The vehicles will be put into service immediately with available staff while recruitment for permanent, full-time staff gets underway. The ambulances will be operating on a regular, full-time basis within three months.
"In a life-threatening situation, every second counts," said Premier Christy Clark. "As Maple Ridge continues to grow, a strong and growing economy gives us the ability to ensure services grow along with it."
The new ambulances are the result of a detailed independent analysis of ambulance call data and demand projections in the Lower Mainland and Greater Victoria, released in February as part of BC Emergency Health Services' plan to improve services. Maple Ridge and the Tri-Cities have been identified as areas of need. Earlier this year, BC Emergency Health Services added eight ambulances in the Lower Mainland, including two in neighbouring Langley to help alleviate pressures in Maple Ridge.
"We committed to the residents of Maple Ridge to closely monitor and increase our ambulance services as necessary, and we are honouring that promise," said Health Minister Terry Lake. "This additional resource is part of a larger plan to transform how we can best serve the emergency medical needs of patients in British Columbia."
Maple Ridge has two ambulances and is experiencing one of the highest increases in ambulance calls of any city in the province. The number of "high acuity" or lights-and-siren calls has increased by 36% in three years, from a monthly average of 139 in 2013 to 190 this year.
"An ambulance is there in a crisis - a lifeline for the community, and quite often the difference between life and death. Another ambulance will help Maple Ridge and Pitt Meadows residents feel safer in their communities," said Doug Bing, Maple Ridge-Pitt Meadows MLA.
"This is great news for families in Maple Ridge and surrounding communities," said Marc Dalton, Maple Ridge-Mission MLA. "It's great to see the Province conducting analysis and making improvements based on data. Based on sound analytics, Maple Ridge will certainly benefit from having additional paramedics closer to home. I'm very pleased that the Province is making this investment in our community."

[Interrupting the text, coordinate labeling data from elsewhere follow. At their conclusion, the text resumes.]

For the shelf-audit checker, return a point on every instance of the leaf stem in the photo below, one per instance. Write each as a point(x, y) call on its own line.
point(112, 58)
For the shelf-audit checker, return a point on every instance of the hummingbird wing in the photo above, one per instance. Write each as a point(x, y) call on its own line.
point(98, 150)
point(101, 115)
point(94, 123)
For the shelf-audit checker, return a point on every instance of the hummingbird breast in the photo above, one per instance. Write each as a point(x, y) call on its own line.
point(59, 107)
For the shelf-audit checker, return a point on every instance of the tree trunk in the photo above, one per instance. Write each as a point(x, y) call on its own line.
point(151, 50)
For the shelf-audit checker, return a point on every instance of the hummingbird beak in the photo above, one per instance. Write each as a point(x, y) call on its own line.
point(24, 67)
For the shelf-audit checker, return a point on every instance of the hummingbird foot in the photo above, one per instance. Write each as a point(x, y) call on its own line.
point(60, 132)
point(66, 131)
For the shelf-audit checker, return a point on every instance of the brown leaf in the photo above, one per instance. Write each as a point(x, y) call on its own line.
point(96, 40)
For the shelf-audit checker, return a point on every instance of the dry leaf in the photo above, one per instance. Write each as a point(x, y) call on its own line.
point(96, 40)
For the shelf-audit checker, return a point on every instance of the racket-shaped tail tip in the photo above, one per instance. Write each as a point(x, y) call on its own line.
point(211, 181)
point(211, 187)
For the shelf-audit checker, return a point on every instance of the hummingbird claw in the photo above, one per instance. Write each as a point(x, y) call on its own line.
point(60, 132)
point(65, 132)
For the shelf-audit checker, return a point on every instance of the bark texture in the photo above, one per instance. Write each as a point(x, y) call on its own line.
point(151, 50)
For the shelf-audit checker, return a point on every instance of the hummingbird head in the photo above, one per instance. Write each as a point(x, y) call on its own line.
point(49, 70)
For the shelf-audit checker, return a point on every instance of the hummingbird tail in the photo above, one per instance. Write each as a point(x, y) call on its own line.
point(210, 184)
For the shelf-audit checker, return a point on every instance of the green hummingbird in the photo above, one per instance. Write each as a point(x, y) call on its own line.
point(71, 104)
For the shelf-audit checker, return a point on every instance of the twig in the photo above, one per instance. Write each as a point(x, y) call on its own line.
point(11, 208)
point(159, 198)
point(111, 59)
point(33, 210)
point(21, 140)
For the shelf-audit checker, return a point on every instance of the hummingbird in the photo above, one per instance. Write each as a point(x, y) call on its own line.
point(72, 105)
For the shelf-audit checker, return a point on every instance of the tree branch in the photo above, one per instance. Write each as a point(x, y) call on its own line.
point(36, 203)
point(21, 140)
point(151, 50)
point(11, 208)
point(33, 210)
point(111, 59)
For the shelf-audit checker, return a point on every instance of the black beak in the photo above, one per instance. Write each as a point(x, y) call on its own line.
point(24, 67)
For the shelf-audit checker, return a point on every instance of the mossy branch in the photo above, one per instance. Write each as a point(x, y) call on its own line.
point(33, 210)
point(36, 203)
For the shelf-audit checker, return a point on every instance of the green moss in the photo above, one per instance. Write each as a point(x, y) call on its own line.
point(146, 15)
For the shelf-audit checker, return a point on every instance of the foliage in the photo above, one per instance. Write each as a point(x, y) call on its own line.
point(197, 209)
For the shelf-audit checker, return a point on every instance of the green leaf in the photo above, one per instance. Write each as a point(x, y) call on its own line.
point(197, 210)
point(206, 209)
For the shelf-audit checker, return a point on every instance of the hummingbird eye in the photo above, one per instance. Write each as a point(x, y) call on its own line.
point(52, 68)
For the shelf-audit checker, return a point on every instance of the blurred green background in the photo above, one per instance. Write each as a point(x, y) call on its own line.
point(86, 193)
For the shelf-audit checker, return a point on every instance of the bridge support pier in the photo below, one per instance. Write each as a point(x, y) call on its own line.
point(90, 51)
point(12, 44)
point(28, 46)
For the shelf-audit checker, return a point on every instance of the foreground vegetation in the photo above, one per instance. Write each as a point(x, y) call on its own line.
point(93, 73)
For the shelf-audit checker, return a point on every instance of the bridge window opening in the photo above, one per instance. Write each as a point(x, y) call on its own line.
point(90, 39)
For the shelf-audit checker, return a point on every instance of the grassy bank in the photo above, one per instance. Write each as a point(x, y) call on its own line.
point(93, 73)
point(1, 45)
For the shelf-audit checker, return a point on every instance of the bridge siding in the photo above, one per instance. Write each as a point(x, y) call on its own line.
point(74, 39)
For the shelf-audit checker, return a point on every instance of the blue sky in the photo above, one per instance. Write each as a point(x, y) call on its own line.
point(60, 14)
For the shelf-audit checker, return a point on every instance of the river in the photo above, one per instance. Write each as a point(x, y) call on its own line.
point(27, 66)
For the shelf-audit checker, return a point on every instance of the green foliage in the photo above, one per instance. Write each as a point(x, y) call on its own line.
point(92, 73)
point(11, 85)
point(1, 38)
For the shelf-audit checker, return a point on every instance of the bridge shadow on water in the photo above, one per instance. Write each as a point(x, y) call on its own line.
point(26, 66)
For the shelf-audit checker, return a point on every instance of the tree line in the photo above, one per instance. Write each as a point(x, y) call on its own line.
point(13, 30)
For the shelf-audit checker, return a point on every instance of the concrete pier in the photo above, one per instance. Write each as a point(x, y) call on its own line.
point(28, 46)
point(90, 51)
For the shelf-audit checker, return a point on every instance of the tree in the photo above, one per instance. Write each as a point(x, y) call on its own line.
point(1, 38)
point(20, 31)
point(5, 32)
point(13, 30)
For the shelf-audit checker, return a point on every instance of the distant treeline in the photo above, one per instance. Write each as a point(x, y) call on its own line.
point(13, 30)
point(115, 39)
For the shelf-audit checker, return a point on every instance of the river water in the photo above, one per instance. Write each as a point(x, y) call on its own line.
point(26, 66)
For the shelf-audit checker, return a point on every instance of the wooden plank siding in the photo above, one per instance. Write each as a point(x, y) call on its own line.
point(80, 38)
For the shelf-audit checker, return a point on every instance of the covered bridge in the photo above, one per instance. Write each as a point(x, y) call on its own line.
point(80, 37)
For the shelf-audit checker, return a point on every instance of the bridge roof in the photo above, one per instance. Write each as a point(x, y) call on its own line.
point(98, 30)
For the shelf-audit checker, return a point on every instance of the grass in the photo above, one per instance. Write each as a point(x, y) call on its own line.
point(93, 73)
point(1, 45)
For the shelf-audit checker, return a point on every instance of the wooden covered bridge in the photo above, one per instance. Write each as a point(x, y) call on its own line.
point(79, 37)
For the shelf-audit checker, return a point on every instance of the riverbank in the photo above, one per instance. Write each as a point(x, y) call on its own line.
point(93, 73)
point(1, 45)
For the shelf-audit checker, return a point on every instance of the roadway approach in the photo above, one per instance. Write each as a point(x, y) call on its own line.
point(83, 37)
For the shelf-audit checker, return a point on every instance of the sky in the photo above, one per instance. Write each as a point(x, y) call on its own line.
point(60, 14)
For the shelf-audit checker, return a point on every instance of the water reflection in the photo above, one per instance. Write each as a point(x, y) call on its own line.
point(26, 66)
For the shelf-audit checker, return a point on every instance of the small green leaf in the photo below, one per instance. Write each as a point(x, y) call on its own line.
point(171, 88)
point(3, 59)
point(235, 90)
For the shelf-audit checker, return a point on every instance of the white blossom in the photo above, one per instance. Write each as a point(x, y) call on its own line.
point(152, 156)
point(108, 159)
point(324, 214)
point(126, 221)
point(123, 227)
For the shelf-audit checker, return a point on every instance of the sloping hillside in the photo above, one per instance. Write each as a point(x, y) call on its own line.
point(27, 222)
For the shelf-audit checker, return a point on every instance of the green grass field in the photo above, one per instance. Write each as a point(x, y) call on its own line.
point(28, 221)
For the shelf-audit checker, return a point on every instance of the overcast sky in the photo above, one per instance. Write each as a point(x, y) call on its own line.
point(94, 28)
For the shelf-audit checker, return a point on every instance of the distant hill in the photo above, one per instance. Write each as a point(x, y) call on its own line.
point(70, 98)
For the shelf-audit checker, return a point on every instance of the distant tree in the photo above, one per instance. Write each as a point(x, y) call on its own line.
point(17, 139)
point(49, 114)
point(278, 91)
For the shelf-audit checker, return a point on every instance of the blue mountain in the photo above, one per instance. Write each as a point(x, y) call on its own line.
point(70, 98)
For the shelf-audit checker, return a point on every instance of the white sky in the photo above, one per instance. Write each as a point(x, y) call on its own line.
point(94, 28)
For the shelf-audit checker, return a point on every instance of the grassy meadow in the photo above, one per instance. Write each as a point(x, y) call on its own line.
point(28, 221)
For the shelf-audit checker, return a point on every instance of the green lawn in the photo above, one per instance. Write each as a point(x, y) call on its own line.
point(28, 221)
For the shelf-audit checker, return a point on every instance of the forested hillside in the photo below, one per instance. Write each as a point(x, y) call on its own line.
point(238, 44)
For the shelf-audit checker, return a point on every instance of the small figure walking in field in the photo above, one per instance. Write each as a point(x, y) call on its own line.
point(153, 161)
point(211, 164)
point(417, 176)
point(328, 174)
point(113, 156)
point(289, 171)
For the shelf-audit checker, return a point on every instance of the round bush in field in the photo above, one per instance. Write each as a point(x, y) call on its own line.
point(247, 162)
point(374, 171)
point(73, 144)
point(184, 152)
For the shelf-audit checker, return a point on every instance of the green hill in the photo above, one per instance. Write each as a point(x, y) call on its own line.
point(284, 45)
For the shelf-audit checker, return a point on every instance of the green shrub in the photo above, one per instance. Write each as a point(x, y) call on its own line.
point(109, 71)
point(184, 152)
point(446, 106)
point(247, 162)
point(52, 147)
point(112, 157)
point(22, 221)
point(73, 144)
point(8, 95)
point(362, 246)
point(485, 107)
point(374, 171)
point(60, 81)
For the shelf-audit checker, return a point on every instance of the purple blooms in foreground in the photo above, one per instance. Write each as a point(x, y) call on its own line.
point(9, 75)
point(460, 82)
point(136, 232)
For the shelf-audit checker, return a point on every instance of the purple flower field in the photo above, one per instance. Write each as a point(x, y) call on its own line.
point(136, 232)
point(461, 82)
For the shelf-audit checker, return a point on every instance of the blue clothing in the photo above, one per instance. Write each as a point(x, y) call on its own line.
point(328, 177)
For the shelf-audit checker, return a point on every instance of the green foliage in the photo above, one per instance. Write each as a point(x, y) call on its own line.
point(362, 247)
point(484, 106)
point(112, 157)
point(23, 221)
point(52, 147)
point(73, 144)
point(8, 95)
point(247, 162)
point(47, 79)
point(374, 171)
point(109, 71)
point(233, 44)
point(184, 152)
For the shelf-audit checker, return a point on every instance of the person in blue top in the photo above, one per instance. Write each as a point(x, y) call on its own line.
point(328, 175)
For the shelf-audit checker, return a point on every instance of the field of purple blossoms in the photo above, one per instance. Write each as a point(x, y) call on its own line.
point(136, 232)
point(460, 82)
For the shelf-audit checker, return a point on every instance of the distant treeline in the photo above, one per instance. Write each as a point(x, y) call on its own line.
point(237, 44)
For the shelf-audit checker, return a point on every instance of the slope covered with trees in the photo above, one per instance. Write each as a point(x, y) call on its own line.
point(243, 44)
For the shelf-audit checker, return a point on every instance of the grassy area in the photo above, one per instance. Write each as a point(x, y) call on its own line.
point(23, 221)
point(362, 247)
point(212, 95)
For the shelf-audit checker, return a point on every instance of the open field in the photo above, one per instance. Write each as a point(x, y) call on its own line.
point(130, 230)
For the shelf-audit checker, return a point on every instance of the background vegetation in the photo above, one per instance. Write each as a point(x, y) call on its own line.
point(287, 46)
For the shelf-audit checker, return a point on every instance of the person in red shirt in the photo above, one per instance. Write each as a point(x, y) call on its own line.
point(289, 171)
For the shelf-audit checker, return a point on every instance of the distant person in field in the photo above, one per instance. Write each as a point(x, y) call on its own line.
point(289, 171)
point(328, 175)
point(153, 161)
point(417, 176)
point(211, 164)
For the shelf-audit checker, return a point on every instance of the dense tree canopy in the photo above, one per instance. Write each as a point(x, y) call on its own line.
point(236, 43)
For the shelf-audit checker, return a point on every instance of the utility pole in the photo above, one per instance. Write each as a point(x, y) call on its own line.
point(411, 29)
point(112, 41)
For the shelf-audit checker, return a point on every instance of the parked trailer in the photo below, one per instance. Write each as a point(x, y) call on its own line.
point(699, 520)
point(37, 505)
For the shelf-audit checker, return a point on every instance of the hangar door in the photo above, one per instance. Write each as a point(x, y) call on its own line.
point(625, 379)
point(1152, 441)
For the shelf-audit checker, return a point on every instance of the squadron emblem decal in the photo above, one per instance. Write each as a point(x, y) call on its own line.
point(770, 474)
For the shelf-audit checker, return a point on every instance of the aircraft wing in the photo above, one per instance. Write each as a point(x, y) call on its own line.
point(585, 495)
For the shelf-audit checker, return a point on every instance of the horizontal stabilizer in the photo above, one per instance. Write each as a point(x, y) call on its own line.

BC Emergency Health Services employs a regional dynamic deployment model, which dispatches cars on a regional basis according to availability.
"These new ambulances will help to improve access to ambulance services in Maple Ridge and the Tri-Cities," said Linda Lupini, executive vice-president, Provincial Health Services Authority and BC Emergency Health Services. "We'll continue to closely monitor and evaluate our services where we've added new ambulances, and work with government to identify where further improvements are needed."
In addition to more resources, BC Emergency Health Services has identified actions that will help drive system-wide improvements to meet the rising demand for emergency care services throughout the province. In collaboration with the Ministry of Health, health authorities, municipalities and other organizations, BC Emergency Health Services is working to modernize our pre-hospital emergency services and integrate them better with other parts of the health system, to create a more patient-centred, sustainable ambulance service for the province.
BC Emergency Health Services (BCEHS) is responsible for the delivery and governance of pre-hospital emergency medical care and inter-facility patient transfer services through the BC Ambulance Service and the BC Patient Transfer Network. BCEHS is supported by the Provincial Health Services Authority (PHSA).